Dieser Artikel ist bereits 2021 erschienen
Wir haben diesen Artikel bereits im am 1. Juli 2021 veröffentlicht. Wegen unserer aktuellen Berichterstattung zum Thema Sportwetten im Amateurfußball, haben wir uns dazu entschlossen, diesen Artikel erneut zu veröffentlichen.
Tipico: Milliarden-Umsatz jedes Jahr
Die Schweiz traf spät zum 3:3 und machte den Tipper um 42.000 Euro reicher. Für den berühmtesten Wettanbieter Deutschlands, Tipico, ein kleiner Betrag im Vergleich zum Jahresumsatz von rund vier Milliarden Euro, welches das Unternehmen mit Sportwetten macht.

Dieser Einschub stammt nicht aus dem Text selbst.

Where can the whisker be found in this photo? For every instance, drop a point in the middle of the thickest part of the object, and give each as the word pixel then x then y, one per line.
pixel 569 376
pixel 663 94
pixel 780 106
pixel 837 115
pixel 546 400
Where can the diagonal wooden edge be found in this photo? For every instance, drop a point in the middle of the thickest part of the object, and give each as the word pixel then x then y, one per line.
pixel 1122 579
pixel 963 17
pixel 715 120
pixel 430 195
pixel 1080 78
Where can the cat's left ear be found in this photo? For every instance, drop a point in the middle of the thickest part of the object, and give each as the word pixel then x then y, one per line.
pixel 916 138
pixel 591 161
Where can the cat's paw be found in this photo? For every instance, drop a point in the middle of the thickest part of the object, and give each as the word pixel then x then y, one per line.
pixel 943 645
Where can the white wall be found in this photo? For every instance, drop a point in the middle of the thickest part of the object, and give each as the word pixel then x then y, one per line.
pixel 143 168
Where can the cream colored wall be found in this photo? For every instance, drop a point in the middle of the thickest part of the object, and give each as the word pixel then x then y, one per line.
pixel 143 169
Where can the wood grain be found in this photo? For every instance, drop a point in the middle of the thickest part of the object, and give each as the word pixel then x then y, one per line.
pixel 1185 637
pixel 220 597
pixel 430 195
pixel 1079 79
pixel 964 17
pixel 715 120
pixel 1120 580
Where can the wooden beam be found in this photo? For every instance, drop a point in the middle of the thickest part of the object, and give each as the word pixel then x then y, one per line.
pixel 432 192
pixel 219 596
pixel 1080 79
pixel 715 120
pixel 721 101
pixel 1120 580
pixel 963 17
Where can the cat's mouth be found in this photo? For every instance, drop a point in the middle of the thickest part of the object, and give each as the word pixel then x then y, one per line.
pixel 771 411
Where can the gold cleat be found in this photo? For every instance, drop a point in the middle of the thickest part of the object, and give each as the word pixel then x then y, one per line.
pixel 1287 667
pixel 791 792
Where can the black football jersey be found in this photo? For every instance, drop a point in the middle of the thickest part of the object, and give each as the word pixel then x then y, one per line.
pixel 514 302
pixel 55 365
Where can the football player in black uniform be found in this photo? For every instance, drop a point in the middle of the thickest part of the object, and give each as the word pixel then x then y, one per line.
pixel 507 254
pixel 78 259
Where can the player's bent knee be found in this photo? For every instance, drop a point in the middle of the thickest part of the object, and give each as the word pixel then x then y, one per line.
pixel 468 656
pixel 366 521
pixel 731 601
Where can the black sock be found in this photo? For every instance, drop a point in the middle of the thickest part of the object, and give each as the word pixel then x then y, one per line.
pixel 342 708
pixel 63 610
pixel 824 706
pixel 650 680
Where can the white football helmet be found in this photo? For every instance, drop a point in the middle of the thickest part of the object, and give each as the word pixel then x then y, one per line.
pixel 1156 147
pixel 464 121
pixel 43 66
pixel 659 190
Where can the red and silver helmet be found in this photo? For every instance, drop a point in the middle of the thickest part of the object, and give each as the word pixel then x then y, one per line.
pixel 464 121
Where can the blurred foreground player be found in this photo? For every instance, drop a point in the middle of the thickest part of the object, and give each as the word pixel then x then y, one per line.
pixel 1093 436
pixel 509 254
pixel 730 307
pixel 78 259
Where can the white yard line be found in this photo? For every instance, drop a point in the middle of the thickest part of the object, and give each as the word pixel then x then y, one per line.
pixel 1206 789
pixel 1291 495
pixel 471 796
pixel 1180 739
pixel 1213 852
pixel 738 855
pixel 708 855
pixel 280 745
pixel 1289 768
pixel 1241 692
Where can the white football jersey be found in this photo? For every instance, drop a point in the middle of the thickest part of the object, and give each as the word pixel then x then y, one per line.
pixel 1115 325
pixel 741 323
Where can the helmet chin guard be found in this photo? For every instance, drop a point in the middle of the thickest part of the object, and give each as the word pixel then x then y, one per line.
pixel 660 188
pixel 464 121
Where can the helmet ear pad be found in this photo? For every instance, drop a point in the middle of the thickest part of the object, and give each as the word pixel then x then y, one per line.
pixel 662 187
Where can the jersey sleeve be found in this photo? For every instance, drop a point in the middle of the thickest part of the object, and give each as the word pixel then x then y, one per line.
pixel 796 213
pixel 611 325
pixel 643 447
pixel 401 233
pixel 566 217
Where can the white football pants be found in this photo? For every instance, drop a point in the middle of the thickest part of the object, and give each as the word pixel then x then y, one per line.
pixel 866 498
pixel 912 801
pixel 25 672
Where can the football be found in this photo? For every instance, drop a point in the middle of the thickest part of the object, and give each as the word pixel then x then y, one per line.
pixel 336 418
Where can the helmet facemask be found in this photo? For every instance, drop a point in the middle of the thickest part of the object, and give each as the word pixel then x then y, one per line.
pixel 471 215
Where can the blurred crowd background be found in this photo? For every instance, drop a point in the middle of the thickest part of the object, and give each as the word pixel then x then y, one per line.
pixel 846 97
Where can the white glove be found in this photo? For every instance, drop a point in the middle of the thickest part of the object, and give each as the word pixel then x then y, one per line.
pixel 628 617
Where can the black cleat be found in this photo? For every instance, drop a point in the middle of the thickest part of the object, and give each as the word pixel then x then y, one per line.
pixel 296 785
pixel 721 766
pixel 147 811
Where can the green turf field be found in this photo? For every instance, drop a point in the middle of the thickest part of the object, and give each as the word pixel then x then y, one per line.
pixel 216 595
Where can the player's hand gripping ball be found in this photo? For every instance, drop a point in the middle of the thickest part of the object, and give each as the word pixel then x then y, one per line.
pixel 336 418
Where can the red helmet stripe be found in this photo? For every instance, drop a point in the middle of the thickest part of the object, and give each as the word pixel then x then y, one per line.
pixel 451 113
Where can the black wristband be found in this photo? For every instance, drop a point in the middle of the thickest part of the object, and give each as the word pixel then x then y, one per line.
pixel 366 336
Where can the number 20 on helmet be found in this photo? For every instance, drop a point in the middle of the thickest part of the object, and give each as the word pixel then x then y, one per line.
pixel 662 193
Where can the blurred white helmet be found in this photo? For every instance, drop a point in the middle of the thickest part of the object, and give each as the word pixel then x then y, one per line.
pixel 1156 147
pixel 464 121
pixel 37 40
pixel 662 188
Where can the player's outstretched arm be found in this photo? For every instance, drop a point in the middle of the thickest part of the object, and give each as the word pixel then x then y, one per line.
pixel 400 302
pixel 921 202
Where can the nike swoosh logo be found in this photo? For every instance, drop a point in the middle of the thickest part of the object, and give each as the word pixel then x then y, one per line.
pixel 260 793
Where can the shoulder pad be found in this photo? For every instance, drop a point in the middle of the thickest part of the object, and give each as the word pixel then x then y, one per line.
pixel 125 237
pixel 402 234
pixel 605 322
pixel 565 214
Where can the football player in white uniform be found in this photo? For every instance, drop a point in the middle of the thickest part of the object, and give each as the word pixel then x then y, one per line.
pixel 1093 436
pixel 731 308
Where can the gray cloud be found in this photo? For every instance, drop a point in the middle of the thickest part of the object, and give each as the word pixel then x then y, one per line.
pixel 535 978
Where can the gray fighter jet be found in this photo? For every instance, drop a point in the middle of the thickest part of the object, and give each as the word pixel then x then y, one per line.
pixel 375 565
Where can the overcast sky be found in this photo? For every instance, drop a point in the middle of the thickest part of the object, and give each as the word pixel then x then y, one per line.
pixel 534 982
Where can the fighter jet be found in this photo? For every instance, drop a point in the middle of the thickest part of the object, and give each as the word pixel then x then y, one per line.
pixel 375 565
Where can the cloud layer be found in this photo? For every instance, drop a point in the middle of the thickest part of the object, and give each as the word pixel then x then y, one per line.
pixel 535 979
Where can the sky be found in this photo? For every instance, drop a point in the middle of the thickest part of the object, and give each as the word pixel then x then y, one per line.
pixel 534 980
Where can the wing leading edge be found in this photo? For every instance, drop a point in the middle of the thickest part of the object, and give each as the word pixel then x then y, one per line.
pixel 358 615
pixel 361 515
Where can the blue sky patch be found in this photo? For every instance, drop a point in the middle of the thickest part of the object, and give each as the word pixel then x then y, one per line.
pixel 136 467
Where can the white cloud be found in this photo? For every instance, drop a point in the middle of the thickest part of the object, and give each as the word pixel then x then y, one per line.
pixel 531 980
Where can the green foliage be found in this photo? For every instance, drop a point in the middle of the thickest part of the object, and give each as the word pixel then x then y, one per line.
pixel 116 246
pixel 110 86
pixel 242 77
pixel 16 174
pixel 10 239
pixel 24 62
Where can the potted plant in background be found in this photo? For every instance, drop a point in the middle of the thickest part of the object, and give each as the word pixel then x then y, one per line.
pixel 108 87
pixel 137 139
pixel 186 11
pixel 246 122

Europas größter Wettanbieter bietet zig Sportarten, unzählige Länder und vor allem sehr viele Ligen zur Auswahl an. Auf alles Mögliche kann hier gesetzt werden. Spielausgänge, konkrete Ergebnisse und Torschützen, wie viele Tore geschossen werden. In einzelnen Wetten, Kombinationen aus unterschiedlichen oder leicht komplizierteren Systemwetten. Im Bereich der Sportwetten erscheint nichts unmöglich.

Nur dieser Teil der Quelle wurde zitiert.